Daniël 8 – HTB & NIRV

Het Boek

Daniël 8:1-27

Het visoen van de ram en de geitenbok

1In het derde regeringsjaar van koning Belsazar kreeg ik weer een visioen. 2In dit visioen was ik in Susan, de hoofdstad van het gewest Elam, ik zag mijzelf naast de rivier de Ulai staan. 3Toen ik om mij heen keek, zag ik een ram met twee lange horens aan de rivier staan. Een van de horens was langer dan de andere, hoewel hij later opkwam. 4De ram stootte naar het westen, het noorden en het zuiden en niemand kon tegen hem standhouden of zijn slachtoffers redden. Hij deed wat hij wilde en werd erg groot. 5Terwijl ik geboeid toekeek, verscheen plotseling een geitenbok vanuit het westen. Hij bewoog zich zo snel over de hele aarde voort dat zijn poten de grond zelfs niet raakten. Deze bok had een opvallende hoorn tussen zijn ogen. 6Hij kwam bij de ram met de twee horens en stormde woest op hem af. 7Hij viel de ram woedend aan en brak daarbij diens beide horens. De ram was nu hulpeloos en de geitenbok sloeg hem tegen de grond en vertrapte hem. En niemand deed een poging de ram te redden.

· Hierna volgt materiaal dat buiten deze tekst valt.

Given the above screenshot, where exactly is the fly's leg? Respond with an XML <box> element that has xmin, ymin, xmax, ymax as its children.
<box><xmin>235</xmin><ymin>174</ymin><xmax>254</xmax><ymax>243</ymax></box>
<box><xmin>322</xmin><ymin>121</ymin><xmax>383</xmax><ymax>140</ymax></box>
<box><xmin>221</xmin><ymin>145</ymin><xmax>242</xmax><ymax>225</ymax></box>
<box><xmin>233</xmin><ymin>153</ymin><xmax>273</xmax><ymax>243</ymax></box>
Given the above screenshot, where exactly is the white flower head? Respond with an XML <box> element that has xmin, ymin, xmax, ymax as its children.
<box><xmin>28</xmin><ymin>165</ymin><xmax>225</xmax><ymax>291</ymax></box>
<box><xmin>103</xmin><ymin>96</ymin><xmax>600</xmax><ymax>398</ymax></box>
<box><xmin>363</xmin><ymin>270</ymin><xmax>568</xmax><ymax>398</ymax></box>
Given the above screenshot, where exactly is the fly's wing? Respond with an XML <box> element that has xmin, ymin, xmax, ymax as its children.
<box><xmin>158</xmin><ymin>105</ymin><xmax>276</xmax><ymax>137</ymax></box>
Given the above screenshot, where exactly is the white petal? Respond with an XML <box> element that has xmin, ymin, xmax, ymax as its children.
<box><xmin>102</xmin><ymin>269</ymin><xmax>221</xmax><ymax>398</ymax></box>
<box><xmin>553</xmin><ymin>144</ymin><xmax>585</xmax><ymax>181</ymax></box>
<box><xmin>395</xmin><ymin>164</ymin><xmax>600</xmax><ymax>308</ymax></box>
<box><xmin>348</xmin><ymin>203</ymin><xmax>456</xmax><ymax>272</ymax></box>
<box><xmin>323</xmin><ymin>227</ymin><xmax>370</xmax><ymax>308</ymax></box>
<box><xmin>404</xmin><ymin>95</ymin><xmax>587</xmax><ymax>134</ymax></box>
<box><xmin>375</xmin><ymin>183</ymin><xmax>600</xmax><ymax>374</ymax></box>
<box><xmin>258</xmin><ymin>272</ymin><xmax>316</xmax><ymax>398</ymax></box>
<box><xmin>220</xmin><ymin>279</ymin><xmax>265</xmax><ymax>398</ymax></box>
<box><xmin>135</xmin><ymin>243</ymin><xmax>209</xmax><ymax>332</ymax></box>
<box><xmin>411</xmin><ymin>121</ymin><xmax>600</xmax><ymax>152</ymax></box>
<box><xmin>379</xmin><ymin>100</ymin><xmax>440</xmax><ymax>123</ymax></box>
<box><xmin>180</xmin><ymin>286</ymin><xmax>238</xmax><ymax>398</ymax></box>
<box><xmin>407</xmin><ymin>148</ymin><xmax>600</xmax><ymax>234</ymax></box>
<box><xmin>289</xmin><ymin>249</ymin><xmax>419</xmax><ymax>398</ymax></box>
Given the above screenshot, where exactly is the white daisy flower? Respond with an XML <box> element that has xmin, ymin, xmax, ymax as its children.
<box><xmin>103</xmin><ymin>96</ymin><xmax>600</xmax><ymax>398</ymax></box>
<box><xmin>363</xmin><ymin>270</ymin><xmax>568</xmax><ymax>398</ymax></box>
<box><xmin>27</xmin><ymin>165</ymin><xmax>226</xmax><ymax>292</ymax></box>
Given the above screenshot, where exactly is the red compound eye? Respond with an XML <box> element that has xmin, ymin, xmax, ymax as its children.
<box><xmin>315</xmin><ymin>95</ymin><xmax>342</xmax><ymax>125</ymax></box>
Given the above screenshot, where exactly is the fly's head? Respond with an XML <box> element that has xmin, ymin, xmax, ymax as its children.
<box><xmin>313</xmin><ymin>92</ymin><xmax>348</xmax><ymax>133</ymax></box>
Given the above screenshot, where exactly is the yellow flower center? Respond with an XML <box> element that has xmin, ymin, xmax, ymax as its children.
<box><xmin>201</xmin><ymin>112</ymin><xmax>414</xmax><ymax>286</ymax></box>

8De geitenbok werd trots en machtig, maar op het toppunt van zijn macht brak plotseling zijn grote hoorn af en op die plaats kwamen vier opvallende horens op. Zij waren gericht naar de vier windstreken. 9Een van hen, die klein begon, werd al gauw buitengewoon sterk. Hij viel het zuiden en het oosten aan en vocht ook tegen Israël. 10Hij reikte tot aan de hemelse machten en haalde een deel ervan neer en vertrapte het. 11Hij waagde het bovendien de vorst van het hemelse leger uit te dagen door het dagelijkse offer dat aan Hem werd gebracht, af te schaffen en bovendien zijn tempel te ontwijden. 12Het heiligdom en het dagelijks offer werden het slachtoffer van de wetteloosheid. Daardoor verdwenen waarheid en rechtvaardigheid en triomfeerde het kwaad.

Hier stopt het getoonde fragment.